Winston covers a number of topics with this book, citing the work of many scholars and medical professionals. They all contributed something of interest, even if their ideas proved false. The segment on lobotomies isn't for the squeamish, and it's chastening to learn how long that procedure was sustained and how widely accepted. On a more positive note, Winston is able to show how various brain-damaging illnesses and mishaps have demonstrated the brain's power of recovery. With the billions of neurons exchanging singles around the brain, damage there or to body organs may lead to the brain shifting signal paths. While the brain can't "heal" itself, it can move emphasis from one area to another. This is part of the reason why someone blinded can achieve enhanced hearing capacity. The neuronal areas processing visual information are shifted in duties to deal with sound.

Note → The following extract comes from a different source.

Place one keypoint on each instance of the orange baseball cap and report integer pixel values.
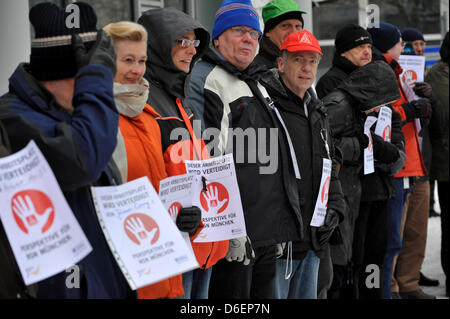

This isn't only a guidebook to what is going on in the brain. It's also a user's manual in maintenance and upkeep. He explains the evolutionary roots of many of our habits. Why, for example, do we sleep? Our helpless condition during sleeping made us vulnerable to predators. Did sleep make us more alert when awake? Winston spends a good deal of time in explaining how necessary sleep and rest are to the brain. He notes the importance of dreams as a means of rearranging and prioritising our memory cargo. The recovery enabled by sleep makes us more receptive to new information.

However, some new practices overturn the benefits of sleep. There are impairments to the regular operations of the brain resulting from the use of various chemicals. Winston's long list and analysis of what damages brain cells and their processes would make a Puritan smile. From nicotine to alcohol, he presents a gloomy picture of how easy it is to reduce your brain's capacity to process information or retrieve memories needed. The processing and use of information is what the brain does to establish what we call the "mind". Even though surgeons can probe the brain without your feeling anything, this "lump of porridge" inside your skull is vulnerable.

Winston has a great store of information to provide us in this topic. The amount of research that's gone into how the brain works is vast, and growing. He describes clearly the various instruments that now measure brain activity while we're talking, reading, or even answering the investigator's questions. We can be shown pleasant scenes, horrifying events or simply add a column of figures while our brains tell the machine which areas are active in each circumstance. With diagrams, some photographs and a working bibliography, this is a fine book to use as a starting point for understanding what is going on in there. [stephen a. haines - Ottawa, Canada]

A new perspective on life5
This is a spectacular book. Ever since the BBC showed Professor Robert Winston's findings, I was really interested.

It has given me a whole new perspective on life - instead of the plain, simple casual life people have today. Professor Robert Winston has combined all of the 'hidden' things we never see in life, covering many aspects.

He has described how we can harness our powers and use them to give better results. One particular aspects I like is overcoming fears.

Some readers may find that the parts of the brain he discusses are difficult to remember, but the methods he gives are easy to use and can be entertaining at times.

Overall, I think this is a very powerful book as it has changed my view on the world to make a better today.